Before reporting an issue, check for similar existing issues . Otherwise, create an issue and provide the following information:

  • Steps to reproduce the crash. Keep the information minimal and specific.

  • GPU vendor and driver version. For example, NVIDIA, AMD, Intel, Apple, and so on.

  • Render Hardware Interface (RHI). For example, Vulkan, Direct3D 12, or Metal.

Testing alternative GPUs or RHI backends

If your machine has multiple GPUs (for example, multiple discrete GPUs or an integrated GPU) or multiple RHI backends (for example, Vulkan and DirectX), try testing different ones and different combinations of them.

To prioritize the usage of one GPU over another, enter --forceAdapter=<device> in the command line interface (CLI). For <device> (the device name), you can enter any case-insensitive partial match.

Example

--forceAdapter="NVIDIA GeForce GTX 1080"

To use a non-default RHI backend, enter --rhi=<rhi> in the CLI and replace <rhi> with vulkan or dx12. This applies only to Windows computers for which D3D12 is the default RHI backend.

Example

--rhi=vulkan
Note:

If you don’t know the name of your GPU, you can check the command window output or an O3DE log file. When Atom launches, the RHI prints the names of all the RHI devices to the command window.

For example, this output lists three RHI devices on the machine.

Initializing RHI...
    Enumerated physical device: Intel(R) UHD Graphics 630
    Enumerated physical device: NVIDIA GeForce RTX 2070 with Max-Q
Design
    Enumerated physical device: Microsoft Basic Render Driver

Enable driver validation

You can enable validation in your RHI device to output additional debugging information produced at the RHI level. To enable RHI-level validation, enter --rhi-device-validation= in the CLI and pass one of the following listed values. For Vulkan, before you enable device validation, be sure that you’ve installed the Vulkan SDK for your machine.

  • --rhi-device-validation="enable": Enables basic driver validation.
  • --rhi-device-validation="verbose": Enables basic driver validation and additional reporting.
  • --rhi-device-validation="gpu": Enables GPU-based validation (GBV). This validation mode runs slower, but catches issues that the enable and verbose modes may not catch. Note that this mode may produce false positives.

DRED logs (Windows DirectX Only)

When a Timeout Detection and Recovery (TDR) crash occurs while using the DirectX12 backend, Device Removed Extended Data (DRED) breadcrumbs are written to a timestamped log file in .o3de/Logs/DRED/. This log contains all of the events, draws, barriers, and dispatches that led up to a crash, as well as commands that failed to complete.

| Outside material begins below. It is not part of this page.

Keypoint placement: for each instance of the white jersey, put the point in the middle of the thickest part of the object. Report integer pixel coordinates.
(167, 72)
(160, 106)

The offending command that likely caused the device removal will be visible after the ===ERROR START=== and before the ===ERROR END=== lines in the log.

Example

An example of a log with DRED breadcrumbs that’s displayed in the Windows LogViewer.

DRED Log Sample

The red lines demarcate the region containing the offending command. Depending on how much work was in-flight on the GPU at the time of the crash, the error region may be larger or smaller. In this example, the offending command was a single DRAWINSTANCED command, issued within the FullsceenShadowPass.

Note:

The log above contains labeled events with pass names because the engine was compiled with the -DLY_PIX_ENABLED CMake configuration flag. For information about integrating Microsoft’s PIX Event Runtime for Windows, please follow the directions in the O3DE Wiki page, CPU& GPU Debugging and Profiling Tools.

For more details about the operation of DRED, consult the DirectX specification on WriteBufferImmediate and DRED.